Information on careers in the Ambulance Service is via the NHS website - healthcareers.nhs.uk/explore-roles/ambulance-service-team
Information on the Police Force is obtainable via the Home Office website - Joining the Police
Details of joining the Fire Service - www.fireservice.co.uk/recruitment/
In the UK, the armed forces comprise the British Army, the Royal Air Force and the Royal Navy. Each has its own website, where information about careers can be found.
Information on careers in the Royal Air Force
Information on careers in the Royal Navy
Information on careers in the British Army
As can be seen, there is far more to working in the public sector than sitting at a desk, pushing pieces of paper. It's important that you first evaluate your skills and personal qualities, as well as your interests, before choosing some career areas for further investigation. If you are prepared to move for the right job, so much the better.
In all of the above sectors, support roles such as marketing and IT are growing - technological advance is affecting the public sector just as much as business and commerce.

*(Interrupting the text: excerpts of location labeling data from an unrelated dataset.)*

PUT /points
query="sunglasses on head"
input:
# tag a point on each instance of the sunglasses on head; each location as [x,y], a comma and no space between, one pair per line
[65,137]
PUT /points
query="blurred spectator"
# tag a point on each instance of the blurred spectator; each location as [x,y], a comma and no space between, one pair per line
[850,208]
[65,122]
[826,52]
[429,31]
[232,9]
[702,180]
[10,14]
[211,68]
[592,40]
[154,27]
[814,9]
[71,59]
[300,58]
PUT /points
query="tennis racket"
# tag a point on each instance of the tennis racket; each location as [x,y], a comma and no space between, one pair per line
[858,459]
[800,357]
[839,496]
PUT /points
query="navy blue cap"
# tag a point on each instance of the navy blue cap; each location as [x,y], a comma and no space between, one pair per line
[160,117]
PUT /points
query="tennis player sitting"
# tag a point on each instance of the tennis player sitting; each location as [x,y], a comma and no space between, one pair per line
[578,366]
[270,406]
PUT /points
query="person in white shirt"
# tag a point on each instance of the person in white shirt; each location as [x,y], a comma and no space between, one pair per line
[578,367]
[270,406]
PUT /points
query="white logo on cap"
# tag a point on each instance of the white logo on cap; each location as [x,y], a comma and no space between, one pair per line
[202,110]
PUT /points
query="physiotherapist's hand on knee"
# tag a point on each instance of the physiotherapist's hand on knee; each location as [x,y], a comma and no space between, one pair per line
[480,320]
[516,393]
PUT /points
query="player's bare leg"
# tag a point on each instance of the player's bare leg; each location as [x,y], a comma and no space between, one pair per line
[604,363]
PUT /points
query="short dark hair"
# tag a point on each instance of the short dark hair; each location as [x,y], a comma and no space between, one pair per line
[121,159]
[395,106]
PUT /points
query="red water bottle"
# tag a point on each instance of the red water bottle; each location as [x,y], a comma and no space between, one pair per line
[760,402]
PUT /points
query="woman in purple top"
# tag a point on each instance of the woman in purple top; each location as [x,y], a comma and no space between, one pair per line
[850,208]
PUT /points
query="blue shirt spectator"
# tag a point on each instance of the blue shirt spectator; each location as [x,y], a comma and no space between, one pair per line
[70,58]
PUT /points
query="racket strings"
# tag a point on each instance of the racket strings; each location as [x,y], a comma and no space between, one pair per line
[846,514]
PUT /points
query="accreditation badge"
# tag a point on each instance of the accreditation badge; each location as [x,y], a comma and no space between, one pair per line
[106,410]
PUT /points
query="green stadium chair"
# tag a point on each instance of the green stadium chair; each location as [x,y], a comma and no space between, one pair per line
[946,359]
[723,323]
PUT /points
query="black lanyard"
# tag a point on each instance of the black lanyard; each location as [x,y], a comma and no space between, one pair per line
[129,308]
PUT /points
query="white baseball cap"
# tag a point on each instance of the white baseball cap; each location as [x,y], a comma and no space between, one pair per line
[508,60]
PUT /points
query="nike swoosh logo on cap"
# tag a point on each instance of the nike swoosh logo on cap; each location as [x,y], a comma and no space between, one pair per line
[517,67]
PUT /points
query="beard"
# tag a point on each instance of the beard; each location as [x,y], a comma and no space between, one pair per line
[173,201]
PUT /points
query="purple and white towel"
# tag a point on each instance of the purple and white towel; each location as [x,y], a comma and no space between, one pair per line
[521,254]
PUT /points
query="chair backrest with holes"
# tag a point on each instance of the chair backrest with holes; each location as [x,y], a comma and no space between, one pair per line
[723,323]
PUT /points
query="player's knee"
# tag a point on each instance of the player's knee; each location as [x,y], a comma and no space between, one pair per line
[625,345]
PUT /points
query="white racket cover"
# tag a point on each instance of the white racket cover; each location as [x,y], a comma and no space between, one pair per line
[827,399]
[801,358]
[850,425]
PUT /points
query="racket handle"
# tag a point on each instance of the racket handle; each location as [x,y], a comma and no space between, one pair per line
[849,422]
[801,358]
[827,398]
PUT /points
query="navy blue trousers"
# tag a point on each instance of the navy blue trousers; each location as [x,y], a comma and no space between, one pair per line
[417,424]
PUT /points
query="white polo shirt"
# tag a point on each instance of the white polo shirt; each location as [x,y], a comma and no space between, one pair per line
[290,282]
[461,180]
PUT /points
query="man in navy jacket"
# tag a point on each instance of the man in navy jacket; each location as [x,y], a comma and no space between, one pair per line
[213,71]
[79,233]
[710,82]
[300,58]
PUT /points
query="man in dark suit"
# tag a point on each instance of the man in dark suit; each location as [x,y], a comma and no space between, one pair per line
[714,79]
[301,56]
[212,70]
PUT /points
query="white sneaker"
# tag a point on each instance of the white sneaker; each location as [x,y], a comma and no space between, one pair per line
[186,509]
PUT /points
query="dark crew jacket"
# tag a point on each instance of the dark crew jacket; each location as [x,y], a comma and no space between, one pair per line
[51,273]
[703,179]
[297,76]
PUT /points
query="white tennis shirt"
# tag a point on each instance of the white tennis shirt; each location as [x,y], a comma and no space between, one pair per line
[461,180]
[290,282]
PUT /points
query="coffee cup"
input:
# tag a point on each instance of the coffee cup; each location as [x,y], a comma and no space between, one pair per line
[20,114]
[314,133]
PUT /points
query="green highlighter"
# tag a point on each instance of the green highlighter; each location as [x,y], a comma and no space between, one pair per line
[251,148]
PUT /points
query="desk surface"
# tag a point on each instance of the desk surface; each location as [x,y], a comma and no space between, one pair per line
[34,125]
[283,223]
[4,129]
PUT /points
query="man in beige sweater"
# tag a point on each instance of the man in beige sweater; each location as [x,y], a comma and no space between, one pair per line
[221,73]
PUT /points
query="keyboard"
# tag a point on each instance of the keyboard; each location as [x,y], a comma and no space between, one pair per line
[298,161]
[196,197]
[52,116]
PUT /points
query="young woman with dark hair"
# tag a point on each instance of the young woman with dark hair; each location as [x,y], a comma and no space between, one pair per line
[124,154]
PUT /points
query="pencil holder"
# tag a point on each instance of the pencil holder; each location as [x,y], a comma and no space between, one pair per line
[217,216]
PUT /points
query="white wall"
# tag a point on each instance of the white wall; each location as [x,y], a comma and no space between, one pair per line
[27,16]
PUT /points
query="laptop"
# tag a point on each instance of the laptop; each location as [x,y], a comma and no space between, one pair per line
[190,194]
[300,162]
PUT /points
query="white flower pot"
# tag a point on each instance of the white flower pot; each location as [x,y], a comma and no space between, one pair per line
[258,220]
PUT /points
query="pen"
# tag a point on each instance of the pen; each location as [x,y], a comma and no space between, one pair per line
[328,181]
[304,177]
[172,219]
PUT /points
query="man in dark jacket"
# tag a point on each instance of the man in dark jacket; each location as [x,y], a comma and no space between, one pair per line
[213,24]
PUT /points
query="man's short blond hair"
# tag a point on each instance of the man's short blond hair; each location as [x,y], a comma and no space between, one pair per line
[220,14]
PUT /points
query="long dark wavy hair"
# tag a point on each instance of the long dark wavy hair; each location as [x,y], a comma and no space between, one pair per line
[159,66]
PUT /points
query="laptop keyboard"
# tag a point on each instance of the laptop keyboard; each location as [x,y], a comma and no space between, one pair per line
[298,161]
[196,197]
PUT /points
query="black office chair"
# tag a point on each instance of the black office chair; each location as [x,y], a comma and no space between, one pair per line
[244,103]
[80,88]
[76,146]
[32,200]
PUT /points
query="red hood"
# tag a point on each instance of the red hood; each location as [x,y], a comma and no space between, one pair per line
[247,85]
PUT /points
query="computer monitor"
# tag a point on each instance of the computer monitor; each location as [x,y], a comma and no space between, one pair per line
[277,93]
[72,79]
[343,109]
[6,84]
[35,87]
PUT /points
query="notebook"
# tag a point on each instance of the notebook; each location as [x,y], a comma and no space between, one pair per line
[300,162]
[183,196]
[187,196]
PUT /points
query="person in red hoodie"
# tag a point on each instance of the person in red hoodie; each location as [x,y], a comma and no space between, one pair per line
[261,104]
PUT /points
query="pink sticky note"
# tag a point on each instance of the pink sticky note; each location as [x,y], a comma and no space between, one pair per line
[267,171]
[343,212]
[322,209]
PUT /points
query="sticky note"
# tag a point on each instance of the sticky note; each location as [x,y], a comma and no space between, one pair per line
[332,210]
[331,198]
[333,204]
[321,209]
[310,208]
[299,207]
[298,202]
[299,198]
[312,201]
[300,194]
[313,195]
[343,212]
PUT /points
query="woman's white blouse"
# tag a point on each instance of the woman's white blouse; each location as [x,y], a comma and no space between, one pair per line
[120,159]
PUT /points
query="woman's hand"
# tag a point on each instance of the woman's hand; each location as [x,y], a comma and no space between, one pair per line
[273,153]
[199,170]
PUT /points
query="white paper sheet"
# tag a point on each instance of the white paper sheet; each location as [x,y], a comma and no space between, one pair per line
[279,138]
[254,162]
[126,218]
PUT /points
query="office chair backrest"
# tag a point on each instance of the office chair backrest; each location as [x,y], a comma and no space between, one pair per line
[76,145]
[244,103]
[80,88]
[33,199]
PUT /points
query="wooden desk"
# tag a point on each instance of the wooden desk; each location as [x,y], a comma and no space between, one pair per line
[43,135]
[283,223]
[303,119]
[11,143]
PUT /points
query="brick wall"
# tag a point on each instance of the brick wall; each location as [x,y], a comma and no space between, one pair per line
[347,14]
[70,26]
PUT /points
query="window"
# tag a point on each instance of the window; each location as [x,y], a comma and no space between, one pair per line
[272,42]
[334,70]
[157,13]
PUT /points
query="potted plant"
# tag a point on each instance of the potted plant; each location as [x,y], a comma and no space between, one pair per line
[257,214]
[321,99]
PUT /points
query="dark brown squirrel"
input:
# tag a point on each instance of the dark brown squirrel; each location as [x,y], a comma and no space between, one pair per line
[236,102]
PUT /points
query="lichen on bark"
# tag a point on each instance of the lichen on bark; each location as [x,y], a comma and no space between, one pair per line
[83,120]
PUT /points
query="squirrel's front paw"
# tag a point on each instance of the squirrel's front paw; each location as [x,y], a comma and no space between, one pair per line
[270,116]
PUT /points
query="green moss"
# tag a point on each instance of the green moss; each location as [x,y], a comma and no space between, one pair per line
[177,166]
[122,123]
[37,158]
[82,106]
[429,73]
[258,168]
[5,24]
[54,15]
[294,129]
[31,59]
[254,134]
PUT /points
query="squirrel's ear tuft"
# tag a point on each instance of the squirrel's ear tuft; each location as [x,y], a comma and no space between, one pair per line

In professions such as these, there is likely to be a choice of departments you can work in.
As an undergraduate, consider gaining a work placement in the department or sector of your choice. It's always valuable to gain some insight into exactly how things work, as the public sector is probably subject to more erroneous preconceptions than any other area.
Alternatively, arrange to visit or shadow somebody within your chosen work area. Publicly funded offices have many employees who are highly motivated about their work - although there are others who may be less open.
The websites listed in this article present a huge amount of information about careers. Take your time to read these and consider which employment would really suit you.